Langkah akademik memang lebih bisa diterima dibandingkan langkah politik. Seminar tentang PKI dianggap berbahaya, tapi buku-buku tentang PKI dan tokohnya yang terpampang rapi di Gramedia dianggap biasa saja. Yang cetak Kompas sama Tempo pula.
Hal ini juga berlaku jika ada yang bertanya: mengapa ajaran Salafy lebih memasyarakat dibandingkan ajaran NU dan Muhammadiyah? Karena ustad-ustad Salafy sangat akademik: nulis buku dan ceramah keliling Indonesia. Bandingkan dengan ustad-ustad NU dan Muhammadiyah yang sibuk berpolitik. Pas bikin tulisan, tentang politik pula.
Saya termasuk orang yang kecewa dengan langkah politik Banser NU membatalkan ceramah Ustad Kholid Basalamah di salah satu daerah di Jawa Timur. Kekecewaan saya sederhana saja: apakah NU tidak punya lagi Ustad yang bisa membantah ceramah Ustad Kholid secara akademik? Masyarakat lebih butuh itu dibandingkan gerombolan Banser.

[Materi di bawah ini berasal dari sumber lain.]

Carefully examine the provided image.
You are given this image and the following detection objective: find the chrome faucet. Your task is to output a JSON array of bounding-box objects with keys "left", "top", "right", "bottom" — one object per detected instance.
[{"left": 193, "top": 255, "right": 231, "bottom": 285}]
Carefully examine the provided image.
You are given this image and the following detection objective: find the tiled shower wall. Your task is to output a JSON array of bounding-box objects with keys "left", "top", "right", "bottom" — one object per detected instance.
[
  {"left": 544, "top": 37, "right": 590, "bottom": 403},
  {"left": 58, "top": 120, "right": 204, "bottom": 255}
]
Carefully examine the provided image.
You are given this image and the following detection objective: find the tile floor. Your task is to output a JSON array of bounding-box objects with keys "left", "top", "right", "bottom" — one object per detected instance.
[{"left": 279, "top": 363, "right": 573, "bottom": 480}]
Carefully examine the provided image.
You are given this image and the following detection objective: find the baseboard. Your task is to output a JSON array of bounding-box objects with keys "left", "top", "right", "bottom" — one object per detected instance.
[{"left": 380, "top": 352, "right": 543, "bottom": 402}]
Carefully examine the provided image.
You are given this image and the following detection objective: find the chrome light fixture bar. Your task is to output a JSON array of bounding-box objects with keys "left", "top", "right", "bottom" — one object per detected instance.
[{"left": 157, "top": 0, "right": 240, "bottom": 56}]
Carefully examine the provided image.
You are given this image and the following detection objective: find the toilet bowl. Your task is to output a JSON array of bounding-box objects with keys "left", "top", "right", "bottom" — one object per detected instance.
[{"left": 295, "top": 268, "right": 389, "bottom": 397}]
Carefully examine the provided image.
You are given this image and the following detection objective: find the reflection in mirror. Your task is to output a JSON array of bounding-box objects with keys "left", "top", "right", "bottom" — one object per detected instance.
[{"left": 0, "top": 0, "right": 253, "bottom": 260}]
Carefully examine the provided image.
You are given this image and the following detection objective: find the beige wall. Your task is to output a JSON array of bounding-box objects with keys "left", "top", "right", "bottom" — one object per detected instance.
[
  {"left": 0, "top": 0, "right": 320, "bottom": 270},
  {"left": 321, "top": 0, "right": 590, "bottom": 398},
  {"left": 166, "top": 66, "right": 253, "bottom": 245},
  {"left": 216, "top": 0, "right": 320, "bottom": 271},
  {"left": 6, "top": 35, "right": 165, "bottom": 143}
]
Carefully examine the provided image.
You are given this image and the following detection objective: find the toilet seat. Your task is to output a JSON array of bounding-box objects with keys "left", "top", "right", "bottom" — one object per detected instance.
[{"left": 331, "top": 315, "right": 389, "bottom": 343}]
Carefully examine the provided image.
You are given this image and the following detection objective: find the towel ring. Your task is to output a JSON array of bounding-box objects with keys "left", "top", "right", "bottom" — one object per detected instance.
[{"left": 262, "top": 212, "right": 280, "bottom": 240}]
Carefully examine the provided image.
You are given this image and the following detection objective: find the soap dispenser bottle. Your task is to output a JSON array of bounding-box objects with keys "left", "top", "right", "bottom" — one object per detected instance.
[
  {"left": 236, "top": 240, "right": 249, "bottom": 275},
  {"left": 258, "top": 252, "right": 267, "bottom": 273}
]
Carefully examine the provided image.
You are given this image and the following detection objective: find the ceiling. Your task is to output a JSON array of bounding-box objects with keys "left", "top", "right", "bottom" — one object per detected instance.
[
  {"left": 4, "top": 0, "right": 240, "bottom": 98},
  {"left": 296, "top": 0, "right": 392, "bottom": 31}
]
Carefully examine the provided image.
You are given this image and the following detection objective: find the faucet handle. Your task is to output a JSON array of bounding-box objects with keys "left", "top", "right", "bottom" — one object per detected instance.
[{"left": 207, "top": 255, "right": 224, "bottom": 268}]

Lebih kecewa lagi saya terhadap Pemerintah yang membubarkan HTI secara tidak akademik. Cuma bermodal Perpu dan Konferensi Pers. Pertanyaannya: sudahkah Pemerintah mengaji secara mendalam benar-tidaknya ajaran HTI? MUI saja ndak pernah bilang HTI itu sesat. Atau pedomannya cuma satu: asal tidak pancasilais. Apa pula gunanya Pemerintah mendengungkan perlunya budaya literasi dan mengangkat Najwa Shihab sebagai Duta Baca?
Kalau pedomannya cuma asal tidak pancasilais, Syiah, Ahmadiyah, LDII, dan bahkan NU dan Muhammadiyah pun tidak pancasilais. Syiah misalnya, mereka berbaiat kepada ahlulbait dan imamnya, bukan kepada Jokowi. Jelas mereka tidak pancasilais. NU dan Muhammadiyah pun demikian, mereka pasti meyakini kedatangan Imam Mahdi. Kalau Imam Mahdi bakalan datang, berarti Pancasila bukan harga mati, kan?
Sepertinya memang kita harus sepakat: menjelang 30S nanti, Gunung Agung lebih berbahaya daripada isu PKI. Karena bencana alam tidak pernah basa-basi, apalagi dipolitisasi. Ketika akademisi vulkanologi menyuruh warga untuk mengungsi, warga pun ndak perlu cemas kalau-kalau suruhan itu hanya politisasi.